The Moody's report points out that the industry's efforts to bridge the difference by offering low- and mid-calorie drinks along the lines of Dr. Pepper TEN and Pepsi Next are failing. The problem with these bubbly tweeners is that they wind up offering the worst of both worlds. They still pack some calories, failing to sway the drinkers of diet beverages, but they also replace at least some sugar content with aspartame, acesulfame potassium, sucralose, and some of the other artificial sweeteners that have come under fire.
Another trend that's probably eating away at the popularity of diet sodas is the growing number of options. Between functional water and energy drinks, two categories that continue to grow, there are ever more calorie-free ways to find liquid refreshment.
PepsiCo and Coca-Cola are positioned well to cash in on this trend. Coca-Cola owns vitaminwater, and PepsiCo has Gatorade. Both have a healthy portfolio of juices, teas, and waters. PepsiCo's product lines also include Quaker oatmeal, Frito-Lay salty snacks, and Tropicana, helping it overcome the likely continuing slide in diet carbonated drinks.
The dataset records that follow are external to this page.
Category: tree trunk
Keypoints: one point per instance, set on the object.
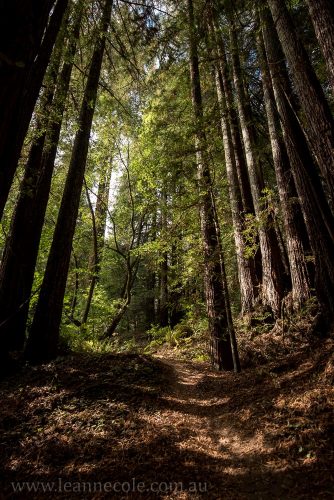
(272, 270)
(322, 15)
(286, 189)
(22, 100)
(246, 267)
(21, 250)
(221, 352)
(99, 225)
(44, 333)
(132, 269)
(316, 112)
(317, 215)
SodaStream isn't as fortunate. Its fate is tethered to the rise and fall of carbonated beverages. Even the notion of consuming fewer fizzy drinks could be catastrophic, since that disrupts the value proposition of buying a SodaStream system in the first place. The one saving grace for SodaStream is that if the battleground has moved to non-diet sodas, it's well positioned for folks pulling up nutritional tables. SodaStream's non-diet sodas contain just a third of the calories, carbs, sugars, and sodiums found in Coke and Pepsi.
One thing Moody's points out is that the phenomenon for now is limited to stateside consumption. That seems to be playing out with SodaStream's recent financial performance, as growth overseas has offset stateside declines. Coca-Cola and PepsiCo have seen similar trends on a less pronounced scale.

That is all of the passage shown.